Look, I’m certainly no Nate Silver. But I am just about ready to reject the null hypothesis that everyone who talks a big game about big data actually understands it. In business, as in Moneyball, it is often the more overlooked data that can lead to the most profound insights.
Why so confident about my own confidence interval? The answer is sampling. Big Data today has a sampling problem, which is only compounded when extrapolations are performed and conclusions are drawn from data that is scattered and incomplete. No Big Data analytics “tool” can remedy subpar quality of a data sample. “Garbage in…” well, I’m sure you know the rest.
I’ve conducted no proper sampling of my own – at least formally on this issue -- but with a few years of watching the “Big Data” industry evolve, it’s clear that there are some gaps in knowledge. The business press can be one of the biggest offenders: much of the information out there tries to compact big data into a homogenous concept that’s antithetical to its true nature. Sometimes it seems everyone is using the same words to talk about different things, and the errors inherent to obtaining samples of data are completely lost in the fray.
The marketing language surrounding big data is one of the reasons we’ve come to rightfully become suspicious of claims.
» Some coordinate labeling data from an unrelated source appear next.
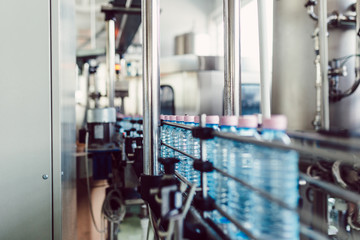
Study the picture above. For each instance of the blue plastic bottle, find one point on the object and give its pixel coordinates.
(188, 147)
(170, 137)
(224, 154)
(211, 151)
(241, 165)
(276, 172)
(178, 135)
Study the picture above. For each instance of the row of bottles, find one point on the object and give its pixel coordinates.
(272, 170)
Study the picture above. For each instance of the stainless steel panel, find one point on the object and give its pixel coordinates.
(25, 125)
(63, 119)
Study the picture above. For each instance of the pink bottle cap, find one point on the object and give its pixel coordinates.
(179, 118)
(189, 119)
(212, 119)
(276, 122)
(196, 119)
(247, 121)
(229, 121)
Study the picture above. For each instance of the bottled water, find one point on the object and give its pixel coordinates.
(195, 151)
(170, 137)
(276, 172)
(179, 136)
(222, 156)
(240, 166)
(212, 122)
(188, 146)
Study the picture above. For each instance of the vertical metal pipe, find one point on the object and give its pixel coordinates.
(323, 40)
(110, 60)
(357, 62)
(203, 157)
(150, 13)
(92, 25)
(265, 59)
(232, 57)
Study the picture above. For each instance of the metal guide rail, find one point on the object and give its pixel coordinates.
(316, 152)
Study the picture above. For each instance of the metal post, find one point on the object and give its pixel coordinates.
(324, 58)
(265, 62)
(232, 57)
(203, 158)
(150, 13)
(357, 62)
(110, 59)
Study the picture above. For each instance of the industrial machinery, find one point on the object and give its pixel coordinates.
(316, 98)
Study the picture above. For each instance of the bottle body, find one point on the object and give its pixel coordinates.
(240, 203)
(194, 151)
(276, 172)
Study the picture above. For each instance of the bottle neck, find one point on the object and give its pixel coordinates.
(225, 128)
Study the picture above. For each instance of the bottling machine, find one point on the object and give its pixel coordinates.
(312, 79)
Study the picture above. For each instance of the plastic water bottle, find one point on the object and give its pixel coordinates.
(188, 146)
(170, 137)
(224, 154)
(241, 165)
(276, 172)
(212, 121)
(195, 151)
(179, 136)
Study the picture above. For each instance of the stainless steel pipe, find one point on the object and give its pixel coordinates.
(150, 14)
(232, 57)
(110, 60)
(324, 59)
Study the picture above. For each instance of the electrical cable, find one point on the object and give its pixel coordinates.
(88, 183)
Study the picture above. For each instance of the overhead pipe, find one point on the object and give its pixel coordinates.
(150, 14)
(232, 57)
(324, 59)
(265, 60)
(357, 50)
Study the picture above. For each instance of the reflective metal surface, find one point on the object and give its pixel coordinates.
(324, 59)
(151, 83)
(232, 74)
(63, 67)
(25, 125)
(101, 115)
(294, 72)
(110, 60)
(265, 63)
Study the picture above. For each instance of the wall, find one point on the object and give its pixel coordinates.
(178, 17)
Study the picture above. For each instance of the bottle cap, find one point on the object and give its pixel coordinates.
(196, 119)
(276, 122)
(212, 119)
(189, 119)
(248, 121)
(179, 118)
(229, 121)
As certain analyst firm might put it, we seem to be in a trough of disillusionment. We’ve seen the tools and they’ve failed to deliver. Perhaps, though, the problem isn’t the analysis tools themselves: it’s the entire architecture underlying our information governance practices. In order for samples to be useful, they have to be representative of the population in question. Before data analysis must come data management.
A sampling approach requires pulling handfuls of data from existing pools and feeding it into processing tools for extrapolation. It has certain strengths, but it prone to bias and severe compounding of any errors. A population approach to data, on the other hand, requires a complete data set for the group in question.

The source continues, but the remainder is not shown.